Türk Silahlı Kuvvetlerinin, personelinin özlük hakları konusunda yıllardır süregelen sorunların bir kısmı artık kronik hâle geldi. Astsubaylarımızın haklarına ilişkin soru önergelerimize verilen cevaplar maalesef aynı şablon cümlelerle geçiştirilmekte. Somut bir çalışma var mı, yok mu, takvim nedir, sözler tutulacak mı? Hiçbirine net yanıt maalesef alamıyoruz. Aynı şekilde, sözleşmeli personelin, uzman çavuşların sorunları da birikmektedir. Askerimizin motivasyonu, adalet duygusu ve görev bilinci Türkiye'nin milli güvenliğin en güçlü parçasıdır. Bu konuların geçiştirilemeyecek kadar ciddi olduğunu düşünüyoruz.

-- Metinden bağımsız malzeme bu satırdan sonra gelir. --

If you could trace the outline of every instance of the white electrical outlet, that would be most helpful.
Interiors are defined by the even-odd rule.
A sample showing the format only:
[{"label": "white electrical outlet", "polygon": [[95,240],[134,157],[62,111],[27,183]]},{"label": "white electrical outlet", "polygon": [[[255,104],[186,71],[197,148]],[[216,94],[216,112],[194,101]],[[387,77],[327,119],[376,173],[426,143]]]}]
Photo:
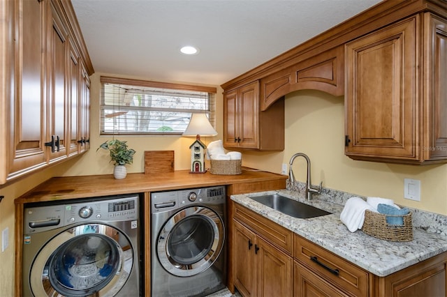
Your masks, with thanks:
[{"label": "white electrical outlet", "polygon": [[404,178],[404,198],[420,201],[420,181]]},{"label": "white electrical outlet", "polygon": [[8,247],[9,237],[9,229],[8,227],[3,229],[1,231],[1,252],[4,252]]},{"label": "white electrical outlet", "polygon": [[281,170],[281,174],[287,174],[287,164],[282,164],[282,169]]}]

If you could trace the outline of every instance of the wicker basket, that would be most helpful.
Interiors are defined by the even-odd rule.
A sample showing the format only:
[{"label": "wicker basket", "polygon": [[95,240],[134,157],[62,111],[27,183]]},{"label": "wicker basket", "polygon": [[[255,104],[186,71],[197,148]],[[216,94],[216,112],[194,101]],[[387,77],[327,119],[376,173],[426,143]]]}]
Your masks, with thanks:
[{"label": "wicker basket", "polygon": [[[402,218],[404,224],[387,224],[387,216]],[[413,240],[411,213],[405,215],[390,215],[366,211],[362,231],[368,235],[386,241],[411,241]]]},{"label": "wicker basket", "polygon": [[233,175],[242,173],[242,160],[210,160],[210,172],[213,174]]}]

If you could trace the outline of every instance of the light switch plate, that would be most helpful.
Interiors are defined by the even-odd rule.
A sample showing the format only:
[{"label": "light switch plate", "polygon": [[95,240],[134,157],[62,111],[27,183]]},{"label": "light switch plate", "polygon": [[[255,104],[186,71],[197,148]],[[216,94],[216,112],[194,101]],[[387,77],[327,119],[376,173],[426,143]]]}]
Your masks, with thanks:
[{"label": "light switch plate", "polygon": [[1,252],[4,252],[8,247],[9,236],[9,229],[8,227],[3,229],[1,231]]},{"label": "light switch plate", "polygon": [[404,178],[404,198],[420,201],[420,181]]}]

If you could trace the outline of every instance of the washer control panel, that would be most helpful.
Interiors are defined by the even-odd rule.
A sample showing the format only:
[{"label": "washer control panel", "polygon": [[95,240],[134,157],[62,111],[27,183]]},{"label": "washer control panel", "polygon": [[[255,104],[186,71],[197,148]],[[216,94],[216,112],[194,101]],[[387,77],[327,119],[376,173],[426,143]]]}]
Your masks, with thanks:
[{"label": "washer control panel", "polygon": [[42,232],[83,222],[138,220],[138,195],[112,198],[92,198],[82,202],[64,201],[64,204],[57,205],[25,206],[24,234]]},{"label": "washer control panel", "polygon": [[191,204],[220,204],[226,199],[225,187],[202,188],[151,193],[151,213],[177,209]]}]

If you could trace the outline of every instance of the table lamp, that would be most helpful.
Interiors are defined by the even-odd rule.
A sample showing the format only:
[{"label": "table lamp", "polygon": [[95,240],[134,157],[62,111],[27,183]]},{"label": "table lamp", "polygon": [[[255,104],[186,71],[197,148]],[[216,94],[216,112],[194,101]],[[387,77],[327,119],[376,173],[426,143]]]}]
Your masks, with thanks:
[{"label": "table lamp", "polygon": [[205,173],[205,150],[207,146],[200,141],[200,136],[216,136],[217,132],[210,123],[205,114],[192,114],[191,121],[183,132],[183,136],[195,136],[196,141],[189,146],[191,167],[189,173]]}]

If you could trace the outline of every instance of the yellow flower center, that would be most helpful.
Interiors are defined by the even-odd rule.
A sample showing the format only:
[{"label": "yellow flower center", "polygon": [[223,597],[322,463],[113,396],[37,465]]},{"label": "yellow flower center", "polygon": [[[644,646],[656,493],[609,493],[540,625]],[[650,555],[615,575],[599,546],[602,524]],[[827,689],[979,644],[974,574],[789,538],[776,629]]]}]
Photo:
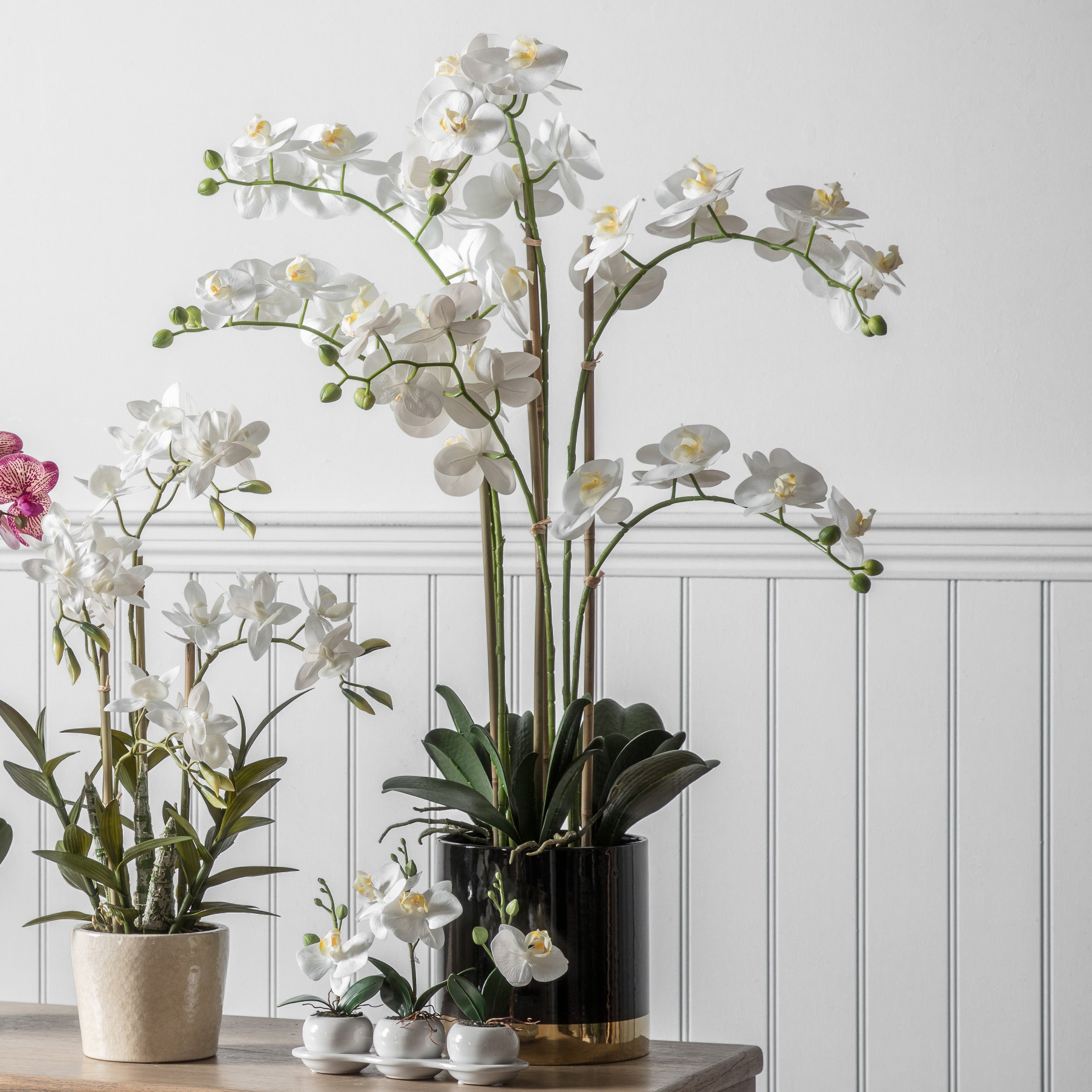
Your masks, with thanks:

Soru önergelerine verilen cevapların niteliğine ilişkin birkaç noktayı da özellikle belirtmek istiyorum: Kısa bir süre önce Pençe Kilit Harekâtı bölgesinde bir mağarada metan gazına maruz kalarak şehit olan 12 askerimizle ilgili sizlere yönelttiğim 24 soruya verilen yanıt ‘Basın açıklaması yaptık’ şeklinde oldu. Aynı zamanda bu şehitlerden bir tanesi de kendi seçim bölgem Kayseri Sarız ilçesindendi. Sayın Bakan, orada ölçüm yapıldı mı? Mağaraya girişte hangi prosedürler uygulandı? İnsansız sistem kullanıldı mı? Bu soruların hiçbirine ne yazık ki net yanıtlar alamadık. Benzer bir durum uçaklarda da karşımıza çıkıyor. Geçtiğimiz yıl çok alçaktan uçarak Kayseri'de acil iniş yaparak şehirde büyük panik yaşatan C-160 eğitim uçağıyla ilgili soru önergeme verilen cevapta ‘Bakımlar eksiksizdir’ deniyor ama bakımın tarihi, arızanın kaynağı, soruşturmanın aşaması gibi temel bilgiler paylaşılmıyor ve geçtiğimiz günlerde yaşadığımız çok büyük acı, Azerbaycan'dan dönerken Gürcistan üzerinde C-130 uçağında 20 askerimizi şehit verdik. Allah'tan rahmet diliyorum şehitlerimize, yakınlarına ve ulusumuza sabırlar diliyorum. Bu kargo uçağı Kayseri 12'nci Hava Ulaştırma Ana Üs Komutanlığından kalkmıştır ve şehit askerlerimizin 10'u da Kayseri'de görev yapmaktaydı. Bu olayda da henüz kamuoyuna açık, teknik bir değerlendirme sunulmuş değil. Elbette soruşturma yürütülür, rapor hazırlanır, süreç işlesin. Biz bu hassasiyete saygı duyarız ama TBMM'nin yönelttiği soruların tamamen yanıtsız kalması, doğal olarak ‘Kurumsal iletişimde bir sorun var’ düşüncesini de beraberinde getiriyor.
Şunu açıkça söylemek isterim: Burada kimse Bakanlığı yıpratmak istemez, tam tersine, Milli Savunma Bakanlığının güçlü ve hesap verebilir olması hepimizin ortak talebidir. Bu nedenle, soru önergelerine verilen cevapların kamuoyunu bilgilendirecek nitelikte olmasını çok önemsiyoruz. Bizim bu bütçe görüşmelerinde talep ettiğim şey, siyaset üstü bir duruşun gereği olarak Silahlı Kuvvetlerimizin kurumsal yapısının siyasetten uzak olarak güçlendirilmesi, liyakatin korunması, personelin hakkının verilmesi, projelerin yıldan yıla ötelenmemesi ve Meclisinin soru yetkisinin ciddiye alınmasıdır. Bu ülkenin askerinin de vatandaşının ve Meclisinin de hak ettiği şey şeffaf, hakkaniyetli ve planlı bir savunma yönetimidir.”